TRF:Hi Andy. It looks like you’ve been busy over in Loddon Vale, that’s a lot of Hi-Vis! Could you start by giving us a bit of background to the Green Road you’ve been working on?
Andy:Hi Greg, This is the ‘Pidham Lane’ byway that forms part of the East Meon 5-ways complex at Langrish village near Petersfield. This set of byways is subject to a permanent TRO since 1993 limiting vehicular traffic to three wheels or fewer. This is a great set of byways which are shared by motorbikes, horses and walkers. It’s an area that Loddon Vale TRF frequently takes organised ride outs to year round.
TRF:What happened to create an issue with the lane? Could it have been prevented?
Andy:Hampshire County Council highlighted in 2016 that the byway was at risk of closure because of significant surface water damage. The surface conditions are mostly chalk in this area and over many years the chalk has been washed away in places.
TRF:The way that Loddon Vale have approached this repair has been really interesting. It’s involved volunteers, fund raising, small grant schemes and the approval of official bodies. Impressive stuff. How did you do it?

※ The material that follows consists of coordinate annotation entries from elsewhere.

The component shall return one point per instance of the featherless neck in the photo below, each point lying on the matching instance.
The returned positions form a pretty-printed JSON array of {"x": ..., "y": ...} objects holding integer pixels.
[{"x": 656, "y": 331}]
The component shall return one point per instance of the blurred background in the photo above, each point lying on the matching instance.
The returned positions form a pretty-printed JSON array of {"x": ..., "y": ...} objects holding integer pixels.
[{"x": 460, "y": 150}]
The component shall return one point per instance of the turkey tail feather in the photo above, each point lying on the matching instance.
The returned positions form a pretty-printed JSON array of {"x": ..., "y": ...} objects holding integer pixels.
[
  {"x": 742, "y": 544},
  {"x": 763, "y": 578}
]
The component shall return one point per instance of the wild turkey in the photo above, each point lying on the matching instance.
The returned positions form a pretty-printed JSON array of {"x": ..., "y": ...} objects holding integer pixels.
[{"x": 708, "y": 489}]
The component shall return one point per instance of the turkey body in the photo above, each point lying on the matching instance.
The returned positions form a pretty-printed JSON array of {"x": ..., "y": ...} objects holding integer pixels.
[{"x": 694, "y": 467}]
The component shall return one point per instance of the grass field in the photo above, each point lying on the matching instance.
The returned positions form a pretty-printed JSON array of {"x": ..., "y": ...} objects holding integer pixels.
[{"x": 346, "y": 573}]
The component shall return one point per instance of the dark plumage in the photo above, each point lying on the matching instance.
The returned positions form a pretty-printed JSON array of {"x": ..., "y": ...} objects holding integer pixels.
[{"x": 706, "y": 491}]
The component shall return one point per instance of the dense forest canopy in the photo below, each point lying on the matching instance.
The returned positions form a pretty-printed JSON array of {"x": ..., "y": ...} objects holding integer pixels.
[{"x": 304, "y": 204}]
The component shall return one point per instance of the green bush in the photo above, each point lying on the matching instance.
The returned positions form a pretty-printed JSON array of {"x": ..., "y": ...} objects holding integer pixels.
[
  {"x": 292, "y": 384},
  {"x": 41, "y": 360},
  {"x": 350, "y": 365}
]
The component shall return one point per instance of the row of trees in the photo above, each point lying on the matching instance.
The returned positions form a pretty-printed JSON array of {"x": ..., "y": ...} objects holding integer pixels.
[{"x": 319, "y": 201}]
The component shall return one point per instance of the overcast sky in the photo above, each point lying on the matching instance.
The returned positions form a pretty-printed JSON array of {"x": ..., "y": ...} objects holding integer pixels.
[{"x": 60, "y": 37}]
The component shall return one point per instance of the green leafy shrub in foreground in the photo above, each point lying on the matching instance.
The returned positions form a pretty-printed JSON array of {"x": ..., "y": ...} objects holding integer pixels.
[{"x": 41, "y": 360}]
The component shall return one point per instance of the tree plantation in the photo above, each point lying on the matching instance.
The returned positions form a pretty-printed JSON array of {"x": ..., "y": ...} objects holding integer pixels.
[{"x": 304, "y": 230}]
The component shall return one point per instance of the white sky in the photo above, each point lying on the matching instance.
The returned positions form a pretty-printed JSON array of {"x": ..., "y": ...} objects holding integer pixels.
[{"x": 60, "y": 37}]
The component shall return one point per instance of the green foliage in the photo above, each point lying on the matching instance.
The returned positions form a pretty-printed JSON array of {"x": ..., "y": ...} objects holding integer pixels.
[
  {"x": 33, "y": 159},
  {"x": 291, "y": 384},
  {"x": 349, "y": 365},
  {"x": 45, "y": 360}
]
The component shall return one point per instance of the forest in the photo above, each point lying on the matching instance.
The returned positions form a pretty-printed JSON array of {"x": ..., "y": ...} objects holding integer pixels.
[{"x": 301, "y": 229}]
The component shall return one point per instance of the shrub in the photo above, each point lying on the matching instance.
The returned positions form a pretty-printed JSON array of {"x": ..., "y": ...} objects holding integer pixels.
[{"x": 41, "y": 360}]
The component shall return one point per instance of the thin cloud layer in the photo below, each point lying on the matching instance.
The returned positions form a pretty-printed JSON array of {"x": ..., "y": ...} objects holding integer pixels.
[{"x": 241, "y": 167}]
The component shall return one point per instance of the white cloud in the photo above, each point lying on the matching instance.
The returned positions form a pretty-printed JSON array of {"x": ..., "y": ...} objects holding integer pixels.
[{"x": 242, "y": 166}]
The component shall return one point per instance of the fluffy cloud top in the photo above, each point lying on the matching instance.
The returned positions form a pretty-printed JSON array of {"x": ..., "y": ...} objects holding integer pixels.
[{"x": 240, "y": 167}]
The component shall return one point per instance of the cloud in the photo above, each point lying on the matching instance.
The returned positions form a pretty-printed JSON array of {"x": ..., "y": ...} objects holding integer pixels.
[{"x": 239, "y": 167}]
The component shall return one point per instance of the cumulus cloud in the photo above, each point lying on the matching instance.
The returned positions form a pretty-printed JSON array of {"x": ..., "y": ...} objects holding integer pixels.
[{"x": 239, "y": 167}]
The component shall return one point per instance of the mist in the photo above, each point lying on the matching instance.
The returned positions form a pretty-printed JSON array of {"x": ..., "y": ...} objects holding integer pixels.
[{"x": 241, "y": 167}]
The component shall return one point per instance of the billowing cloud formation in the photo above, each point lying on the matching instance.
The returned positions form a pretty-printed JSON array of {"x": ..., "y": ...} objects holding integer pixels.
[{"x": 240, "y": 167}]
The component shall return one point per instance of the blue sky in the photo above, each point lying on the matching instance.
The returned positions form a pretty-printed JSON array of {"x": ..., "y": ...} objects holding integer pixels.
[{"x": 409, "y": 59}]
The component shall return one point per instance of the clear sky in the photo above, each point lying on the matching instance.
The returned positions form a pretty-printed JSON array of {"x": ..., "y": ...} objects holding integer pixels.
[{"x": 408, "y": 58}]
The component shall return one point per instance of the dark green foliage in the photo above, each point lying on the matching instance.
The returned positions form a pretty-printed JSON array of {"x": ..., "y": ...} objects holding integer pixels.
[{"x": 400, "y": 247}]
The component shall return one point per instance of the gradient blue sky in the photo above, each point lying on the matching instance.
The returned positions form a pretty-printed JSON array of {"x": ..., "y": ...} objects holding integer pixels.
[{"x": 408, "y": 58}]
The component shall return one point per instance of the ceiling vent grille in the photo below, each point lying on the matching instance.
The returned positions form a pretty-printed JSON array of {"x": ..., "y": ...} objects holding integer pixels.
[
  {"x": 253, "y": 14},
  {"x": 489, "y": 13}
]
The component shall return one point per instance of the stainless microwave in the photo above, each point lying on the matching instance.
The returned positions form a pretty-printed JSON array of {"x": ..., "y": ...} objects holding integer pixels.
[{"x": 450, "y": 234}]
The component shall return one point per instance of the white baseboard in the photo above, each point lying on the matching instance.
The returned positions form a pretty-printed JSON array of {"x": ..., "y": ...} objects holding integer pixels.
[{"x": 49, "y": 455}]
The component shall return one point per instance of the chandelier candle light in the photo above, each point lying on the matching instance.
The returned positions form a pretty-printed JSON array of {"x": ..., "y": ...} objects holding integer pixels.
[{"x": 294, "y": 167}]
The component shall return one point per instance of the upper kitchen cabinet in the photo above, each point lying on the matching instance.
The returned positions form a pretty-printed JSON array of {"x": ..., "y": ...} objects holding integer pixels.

Andy:The HCC Small Grants Scheme (SGS) is a matched funding scheme, where 50% of the costs of performing repairs is provided by HCC, and the other 50% is made up of volunteer man hour in-kind costs plus LVTRF funding. HCC made estimates of material quantities, and obtained quotations for us. There is a maximum of 25% in-kind man hours so with a total estimated cost of around £2300 the LVTRF club would need to find around £600 to fund the activity. Fortunately we were grateful to receive a donation of £200 from Witley MCC at this time. The LVTRF group discussed the opportunity at a number of club and committee meetings. This would be the first time that the LVTRF club had taken on a job of this scale so there was some careful consideration to make sure we would be capable of doing a good job. We made contact with Chris Cole at Devon TRF to get insight into the work that had been performed by them. They gratefully shared their method statements and risk assessments with us so we could build on their experience. The SGS application was submitted in October 2016, and the contract with HCC was signed by Brian H LVTRF chairman in January 2017.
TRF:What was the biggest challenge that you needed to overcome to make this repair happen?
TRF:And the repair itself, how did it go?
Andy:We had the 50 tonnes of materials delivered on the day before the work day. The delivery truck drivers were brilliant as they battled really hard to get the materials delivered as close to the work site as possible which meant reversing their 20 tonne vehicles up 100m of the byway through a lot of mud and overhanging trees. Steve T had prepared a risk assessment for the event. The key risks identified were using hand tools, manual lifting and working around machinery. The key mitigations that had been identified were for everyone to have hi-viz vests for maximum visibility, for anyone working with tools to be competent and have suitable PPE, and having work gloves available for all to use. The machinery we had turned out to be well matched to the job in hand. Dick R brought his CASE 420 tracked loader, and Leigh B brought along a hired 3te mini-digger. We had 14 volunteers turn out from LVTRF and a couple from Southern TRF. The volunteers focussed on clearing overhanding trees and vegetation and assisting in draining some of the water logged areas.
TRF:What’s next for Loddon Vale TRF?
Andy:LVTRF have built up a good relationship with Hampshire CC and we will be talking to them more about other green roads in need of repair in the area. I think we need to get greater visibility of the members within the TRF who have the experience and access to earth moving machinery. This has proved to be the key element in performing a significant work scope such as we took on at Langrish. There is a lot of potential for the TRF to demonstrate that we are part of the solution to keep the green road network open for the long-term future.